En bordure d’un sentier de randonnée en forêt de Saint-Michel, il y a un arbre qui a un nom. Le Chêne Michel, du nom du forestier qui a veillé sur lui dans la première moitié du XX° siècle.
La chute du gland qui en tombant au sol a fait naitre ce chêne s’est passée aux alentours des années 1730. Il y a près de 300 ans !
Ce chêne solidement ancré au bords du chemin de promenade est né un demi-siècle avant la révolution française. Il a vu passer les campagnes napoléoniennes. Il avait cent ans à l’indépendance de notre Royaume. Il a entendu le vacarme et le carnage des deux guerres mondiales.
Il a germé quand le taux de CO2 dans l’atmosphère était de 275 ppm alors qu’il frise les 500 aujourd’hui. Il a grandi près d’un siècle et demi avant la révolution industrielle, dans des conditions climatiques stables depuis des millénaires.
Ancré irrémédiablement dans le sol de la forêt de Saint-Michel, il a entamé sa traversée du XXI° siècle (le quatrième déjà pour lui) avec l’hypothèque de 1,5°; 2,0°; 3° … d’augmentation de la température moyenne du globe.

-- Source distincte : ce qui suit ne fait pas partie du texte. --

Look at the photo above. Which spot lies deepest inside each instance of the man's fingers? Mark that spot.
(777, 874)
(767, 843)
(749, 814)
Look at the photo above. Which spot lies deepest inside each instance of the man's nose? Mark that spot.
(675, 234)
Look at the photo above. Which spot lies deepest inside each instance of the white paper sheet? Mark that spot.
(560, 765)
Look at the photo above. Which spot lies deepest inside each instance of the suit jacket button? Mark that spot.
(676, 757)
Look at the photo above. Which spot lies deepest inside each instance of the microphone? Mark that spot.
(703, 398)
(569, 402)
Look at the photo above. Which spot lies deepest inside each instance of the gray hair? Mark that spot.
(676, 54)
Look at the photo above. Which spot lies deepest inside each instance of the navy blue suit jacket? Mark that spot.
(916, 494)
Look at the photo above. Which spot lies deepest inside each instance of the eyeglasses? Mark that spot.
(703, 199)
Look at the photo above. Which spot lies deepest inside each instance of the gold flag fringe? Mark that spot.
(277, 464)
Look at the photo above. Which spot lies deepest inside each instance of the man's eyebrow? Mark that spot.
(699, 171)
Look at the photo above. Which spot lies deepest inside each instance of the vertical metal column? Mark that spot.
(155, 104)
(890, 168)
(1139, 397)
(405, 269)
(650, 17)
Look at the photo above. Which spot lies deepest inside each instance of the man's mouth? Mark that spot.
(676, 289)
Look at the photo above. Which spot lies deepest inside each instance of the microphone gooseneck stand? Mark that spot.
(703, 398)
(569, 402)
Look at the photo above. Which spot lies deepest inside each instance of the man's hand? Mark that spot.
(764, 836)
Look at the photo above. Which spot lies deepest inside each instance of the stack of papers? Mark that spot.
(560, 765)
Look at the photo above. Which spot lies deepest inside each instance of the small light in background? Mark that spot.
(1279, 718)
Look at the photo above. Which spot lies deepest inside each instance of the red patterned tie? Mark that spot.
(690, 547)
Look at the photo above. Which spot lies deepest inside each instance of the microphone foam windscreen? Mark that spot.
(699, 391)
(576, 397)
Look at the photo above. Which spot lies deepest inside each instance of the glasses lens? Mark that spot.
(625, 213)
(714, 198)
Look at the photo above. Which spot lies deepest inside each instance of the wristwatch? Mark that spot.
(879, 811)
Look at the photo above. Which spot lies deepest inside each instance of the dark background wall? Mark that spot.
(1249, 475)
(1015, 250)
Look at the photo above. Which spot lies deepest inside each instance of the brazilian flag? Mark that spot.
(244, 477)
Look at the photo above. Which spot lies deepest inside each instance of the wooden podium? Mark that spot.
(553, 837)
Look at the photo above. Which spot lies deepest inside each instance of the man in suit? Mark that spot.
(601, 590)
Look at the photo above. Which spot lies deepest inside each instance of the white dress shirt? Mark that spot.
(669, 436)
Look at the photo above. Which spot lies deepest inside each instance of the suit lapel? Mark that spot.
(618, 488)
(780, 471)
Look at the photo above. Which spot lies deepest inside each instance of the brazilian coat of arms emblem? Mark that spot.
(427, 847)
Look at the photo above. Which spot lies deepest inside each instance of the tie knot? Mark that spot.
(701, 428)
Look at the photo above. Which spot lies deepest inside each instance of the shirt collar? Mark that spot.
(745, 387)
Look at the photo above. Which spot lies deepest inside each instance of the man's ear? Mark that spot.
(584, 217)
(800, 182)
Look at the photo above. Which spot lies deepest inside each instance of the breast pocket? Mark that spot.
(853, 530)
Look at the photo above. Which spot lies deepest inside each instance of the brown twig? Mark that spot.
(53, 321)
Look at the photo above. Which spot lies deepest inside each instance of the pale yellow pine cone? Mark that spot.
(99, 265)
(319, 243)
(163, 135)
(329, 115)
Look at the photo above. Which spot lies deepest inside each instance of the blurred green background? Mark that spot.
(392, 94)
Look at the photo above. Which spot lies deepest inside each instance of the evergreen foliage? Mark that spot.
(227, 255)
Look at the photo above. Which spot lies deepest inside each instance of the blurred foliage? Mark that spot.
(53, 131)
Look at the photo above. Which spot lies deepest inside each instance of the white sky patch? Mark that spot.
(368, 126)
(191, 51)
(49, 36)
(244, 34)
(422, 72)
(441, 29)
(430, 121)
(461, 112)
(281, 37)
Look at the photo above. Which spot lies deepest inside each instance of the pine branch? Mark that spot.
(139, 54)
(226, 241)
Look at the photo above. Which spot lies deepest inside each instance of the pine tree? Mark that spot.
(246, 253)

Il partage avec tous les arbres qui l’entourent, hêtres, frênes, épicéas, érables … la plus grande période d’incertitude que les végétaux aient connue depuis des millénaires.
L’âge de ce chêne nous confronte à la seule notion de temps qui soit réellement pertinente. Le temps de la forêt. Il dépasse notre minuscule temps humain à tous. Il s’inscrit dans une durée qui nous dépasse tous. La forêt de 2100 aurait déjà du être ensemencée ou plantée il y a plus vingt ans. Et elle est sujette au plus grand des bouleversements que jamais la Vie n’a connu sur Terre en un laps de temps aussi court.
Le projet qui lie la Région wallonne à la Fondation Pairi Daiza s’est donné un horizon de temps à 80 ans. Une éternité déjà pour le temps du politique. Au-delà de notre petit temps humain personnel. Mais juste l’aube de l’adolescence pour un chêne.